Он написал коряво, торопливо последние слова и опять задохнулся – такой невыносимой показалась ему мысль о том, что вот он будет любить внука вечно, а ощутить эту любовь и передать эту любовь, вскрыть тайную жилу и перелить кровь уже не сможет: не сможет обнять и прижаться, поцеловать и заплакать. Каково все ТАМ?!. Может быть, ТАМ и чувствует душа что-то, но как же она достучится до оставленного?!. Он долго, тяжело, глубоко, хрипло дышал. Татарин пристально глядел на него. В его раскосых глазах застыл древний ужас.

– Да что ты и правда такой бледный, Николай Иваныч!.. как полотно… щас сестричку…

– Не трудись, – сказал он хрипло, строго и властно, – не надо больше. Не надо.

И татарин понял. Он услышал: «Не мучьте меня больше, не надо. Время пришло». Татарин глядел остановившимся взглядом, как он непослушными, уже негнущимися пальцами сворачивает из листка с каракулями… что?!.

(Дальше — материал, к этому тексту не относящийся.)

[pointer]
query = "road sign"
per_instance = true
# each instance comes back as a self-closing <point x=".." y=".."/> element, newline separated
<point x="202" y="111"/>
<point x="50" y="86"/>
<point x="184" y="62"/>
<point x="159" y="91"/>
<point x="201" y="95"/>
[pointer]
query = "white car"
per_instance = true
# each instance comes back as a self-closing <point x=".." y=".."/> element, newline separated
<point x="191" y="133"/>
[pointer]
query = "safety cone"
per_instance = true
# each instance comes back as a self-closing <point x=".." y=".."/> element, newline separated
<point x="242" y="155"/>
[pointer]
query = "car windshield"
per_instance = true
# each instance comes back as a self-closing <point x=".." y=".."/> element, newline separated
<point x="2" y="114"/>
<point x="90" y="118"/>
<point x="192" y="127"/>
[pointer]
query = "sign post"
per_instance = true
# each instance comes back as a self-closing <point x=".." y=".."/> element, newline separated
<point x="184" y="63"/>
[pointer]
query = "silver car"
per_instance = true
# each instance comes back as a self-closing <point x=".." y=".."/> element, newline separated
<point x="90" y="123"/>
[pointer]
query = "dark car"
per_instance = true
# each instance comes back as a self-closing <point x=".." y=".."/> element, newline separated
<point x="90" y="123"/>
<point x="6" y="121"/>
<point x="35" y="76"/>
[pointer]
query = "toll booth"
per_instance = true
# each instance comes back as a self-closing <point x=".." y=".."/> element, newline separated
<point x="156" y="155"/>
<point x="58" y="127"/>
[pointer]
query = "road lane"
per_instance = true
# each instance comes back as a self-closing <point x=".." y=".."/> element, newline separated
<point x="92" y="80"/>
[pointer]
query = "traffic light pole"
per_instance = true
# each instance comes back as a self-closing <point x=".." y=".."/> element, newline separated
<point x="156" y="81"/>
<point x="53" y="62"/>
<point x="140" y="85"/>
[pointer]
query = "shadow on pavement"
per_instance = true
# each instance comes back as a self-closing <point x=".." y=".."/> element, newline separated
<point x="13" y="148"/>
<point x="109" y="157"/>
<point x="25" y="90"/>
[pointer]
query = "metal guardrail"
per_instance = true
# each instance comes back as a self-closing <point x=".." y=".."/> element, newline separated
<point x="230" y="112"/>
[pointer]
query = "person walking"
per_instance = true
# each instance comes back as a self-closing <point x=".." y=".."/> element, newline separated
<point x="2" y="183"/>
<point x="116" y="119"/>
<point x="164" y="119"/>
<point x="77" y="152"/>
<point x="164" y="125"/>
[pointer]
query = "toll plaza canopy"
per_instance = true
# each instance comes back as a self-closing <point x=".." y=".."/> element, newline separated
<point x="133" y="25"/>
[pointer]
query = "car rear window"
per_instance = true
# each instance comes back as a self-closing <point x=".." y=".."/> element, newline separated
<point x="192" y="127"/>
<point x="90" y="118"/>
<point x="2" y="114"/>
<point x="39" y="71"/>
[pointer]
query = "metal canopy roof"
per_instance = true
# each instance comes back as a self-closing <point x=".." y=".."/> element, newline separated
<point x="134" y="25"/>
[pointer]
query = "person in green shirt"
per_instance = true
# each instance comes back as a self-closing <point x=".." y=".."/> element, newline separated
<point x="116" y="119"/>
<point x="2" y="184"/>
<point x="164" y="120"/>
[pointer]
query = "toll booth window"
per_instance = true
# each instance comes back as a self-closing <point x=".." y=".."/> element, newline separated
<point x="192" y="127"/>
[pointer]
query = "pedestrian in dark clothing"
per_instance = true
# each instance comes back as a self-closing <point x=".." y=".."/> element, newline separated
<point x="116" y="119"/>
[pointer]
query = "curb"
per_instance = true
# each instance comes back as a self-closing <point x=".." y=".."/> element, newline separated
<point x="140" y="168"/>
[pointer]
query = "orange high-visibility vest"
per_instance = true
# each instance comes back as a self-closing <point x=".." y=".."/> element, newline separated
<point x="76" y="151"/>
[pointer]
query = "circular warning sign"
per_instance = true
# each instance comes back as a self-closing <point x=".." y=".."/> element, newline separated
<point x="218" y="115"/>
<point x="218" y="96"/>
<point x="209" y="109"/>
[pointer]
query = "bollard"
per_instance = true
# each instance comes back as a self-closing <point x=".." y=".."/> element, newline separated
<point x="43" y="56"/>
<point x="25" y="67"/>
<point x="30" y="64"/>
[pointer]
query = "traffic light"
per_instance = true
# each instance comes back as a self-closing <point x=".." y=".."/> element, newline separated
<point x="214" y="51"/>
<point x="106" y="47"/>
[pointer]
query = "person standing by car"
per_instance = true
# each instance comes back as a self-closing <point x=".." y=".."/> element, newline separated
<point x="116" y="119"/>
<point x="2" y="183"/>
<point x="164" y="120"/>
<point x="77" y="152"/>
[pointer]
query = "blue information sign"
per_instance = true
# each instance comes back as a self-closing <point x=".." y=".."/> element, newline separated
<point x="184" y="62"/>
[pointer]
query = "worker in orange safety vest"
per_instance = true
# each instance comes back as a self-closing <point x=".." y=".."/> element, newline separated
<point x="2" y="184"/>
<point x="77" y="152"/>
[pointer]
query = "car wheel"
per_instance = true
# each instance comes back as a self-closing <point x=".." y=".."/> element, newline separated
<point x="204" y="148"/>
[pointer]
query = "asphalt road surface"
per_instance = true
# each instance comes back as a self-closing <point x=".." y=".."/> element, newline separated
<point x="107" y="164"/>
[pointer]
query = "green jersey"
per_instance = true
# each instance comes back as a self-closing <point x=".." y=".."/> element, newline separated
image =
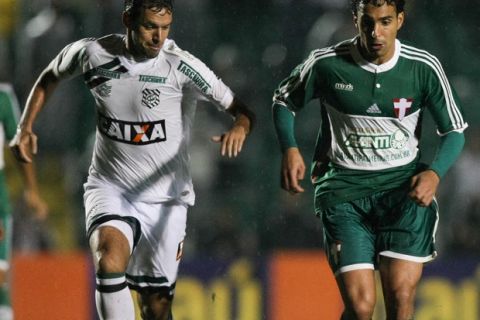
<point x="8" y="114"/>
<point x="371" y="116"/>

Из-под пальцев умирающего выходил, вылетал почтовый военный треугольник. Белый треугольник. Похоронка. Как это было тогда, на войне. Ну да, полевая почта. Он художник, вот он и рисует в углу треугольника полевой штемпель, печать. Круглую печать. Господи. Потом, позже, спустя сколько лет, внук обольет слезами маленький белый треугольник, самодельный, неловко свернутый?! Тише… тише… что вы все так кричите… ведь какое молчанье… как всем теперь надо молчать. Как много шумов, разговоров.

Он все слышал – шумы и разговоры, скрип железных панцирных сеток, бряканье вилок и ложек, посуды с пищей, несомой к ужину, смешки и шепоты больных, но все доносилось будто издали, будто заволокнутое сизой дымкой. Сфумато. Это было леонардовское сфумато, как же он сразу не узнал. Господи, вот она, Тайная вечеря. Вся стерлась, осыпалась; краски слезают со стены дырявым чулком. Христос разводит руками: мол, дорогие мои, вот и кончена жизнь. Вот и все. Недолго поцарствовал Я, Царь Иудейский, недолго поучил вас, как надо ломать хлеб и пить вино. А каково Мне было учить вас, дорогие, как надо любить?! Вы любили придорожных девок, расставлявших ноги под каждым кустом смоковницы; вы любили смирных жен, кормящих грудью ваших детей; вы думали, что вы любите Бога, правителей, священников и друг друга, но вам всем, бедные, это только казалось, и вы обращали на Меня робкие взоры свои: научи нас, научи!.. Дай нам силу, дай нам мудрость, дай нам – жизнь!.. Я дал вам жизнь, да; а теперь что же?.. Я должен научить вас умирать. Искусство умиранья, самое великое искусство, и Я не дал вам его. Хорошо же. Я дам вам его. Я умру на ваших глазах, перед вами. И вы поймете все – поймете, как надо умирать и зачем человек умирает, зачем не вечен он.